For decades, tourism success was measured by the number of visitors. Today, European cities and islands are beginning to ask a different question: how many people can a territory absorb without deteriorating the mobility, housing, public services, and quality of life that made that destination attractive in the first place.
By Ehab Soltan
HoyLunes – Someone lands at Son Sant Joan with a plane ticket and the idyllic promise of a Mediterranean sunset. At the same time, a couple of kilometers away, a driver grips the steering wheel in frustration, trapped in an asphalt queue to advance barely a fraction of a journey.
The former believes they have bought a piece of paradise; the latter feels that the pressure on their daily environment is unsustainable. Neither knows the other, but both converge at the exact same saturation point. These are the two faces of an industry that for decades has measured its success primarily through the growth of visitor volume.
European tourism is no longer competing to grow. It is fighting to breathe.

The issue is no longer solely economic. Each new visitor consumes road space, water resources, energy capacity, and urban surface area.

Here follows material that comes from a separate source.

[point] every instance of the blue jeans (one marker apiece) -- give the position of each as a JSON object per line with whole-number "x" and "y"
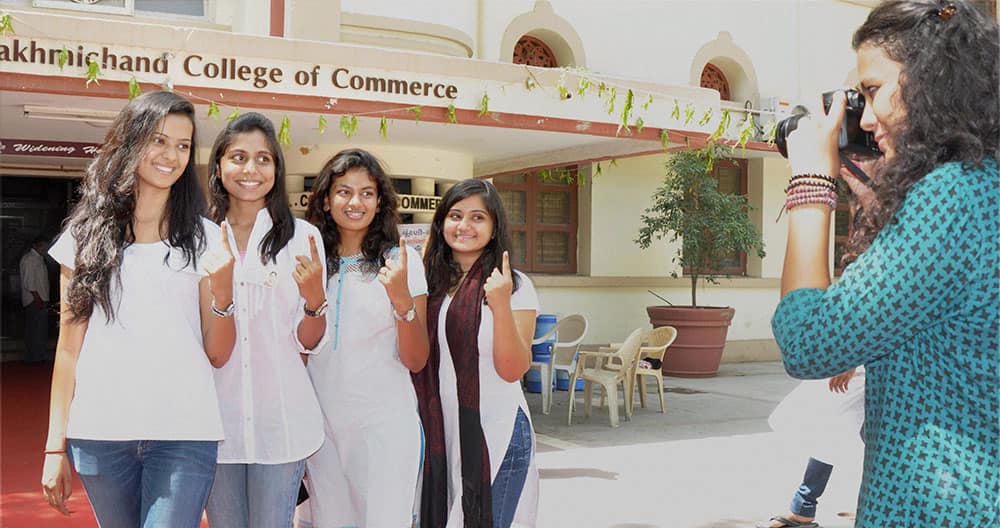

When these elements reach their physical limits, tourism management ceases to be a matter of promotion and turns into an exercise in territorial planning.
European tourism is no longer competing to grow. It is fighting to breathe”.
The Turnstile Urbanism
What is happening in Spain is not a matter of simple administrative patches; these are the first cracks of a shift in era for destination management.
Mallorca has put an expiration date on the unrestricted circulation of external vehicles: starting in the summer of 2027, rental cars and non-resident vehicles will see their access to the island limited under a penalty system that can reach 30,000 euros. The mathematics of the territory are unforgiving: the island already supports one million resident vehicles, and watching the ports spew out another 400,000 floating cars in a single season was the confirmation that space is, by definition, a finite variable.

A few days later, three hundred kilometers away, Barcelona applied its own regulatory brake. The City Council decided not to renew the 3,500 mobile app-operated shared bicycle licenses starting in 2027. Beyond the accumulated penalties, data showed that around 90% of users were visitors, which reopened the debate over which uses of public space should be prioritized in a densely populated city. In a high-density metropolis, every square meter counts.
Academia calls this tourism carrying capacity. On the street, however, it is understood as pure urban survival. This is not a romantic debate; it is about managing traffic flow, the water coming out of the tap, ambient noise, and the threshold of civic coexistence.
This debate is no longer limited to Spain. Venice is experimenting with access systems, Amsterdam is restricting certain tourism activities, and Dubrovnik is controlling the flow of cruise ships. The question emerging across all these destinations is essentially the same: how to protect habitability without renouncing the economic benefits of tourism?
The Value of Preservation
Traditional voices within the sector usually warn that restrictions will damage the local economy. However, modern economic analysis suggests a different approach: regulating access may be the only viable mechanism to protect the long-term value of the tourism product itself.
In certain mature destinations, a growing share of tourism value appears to be linked to the preservation of the experience, mobility, and environmental quality. If a destination transforms into a saturated and impassable space, it loses the appeal that justified its demand in international source markets.
“In the 21st-century economy, value is no longer born from unrestricted accessibility, but from the exclusivity of preserved space”.
Restrictions, however, also raise legitimate questions. Limiting access can improve local quality of life, but it can also make destinations more expensive, alter mobility patterns, and generate new inequalities in travel access. The balance between protection and accessibility will be one of the defining challenges of the next decade.
The battle being waged on European soil is not a simple conflict of coexistence between the traveler and the resident. It is an existential dilemma for any investor or public planner: quantity versus identity, unrestricted freedom of movement versus the habitability of the territory.

Mallorca and Barcelona may only be the first to admit a reality that many destinations observe with growing concern: tourism growth cannot be evaluated solely by the number of arrivals. It must also be measured by the capacity to preserve what makes a place desirable.
The future of European tourism likely belongs to the territories capable of finding that balance. Because the true competitive advantage will no longer be attracting more visitors, but conserving the space, the identity, and the quality of life that motivated the journey in the first place.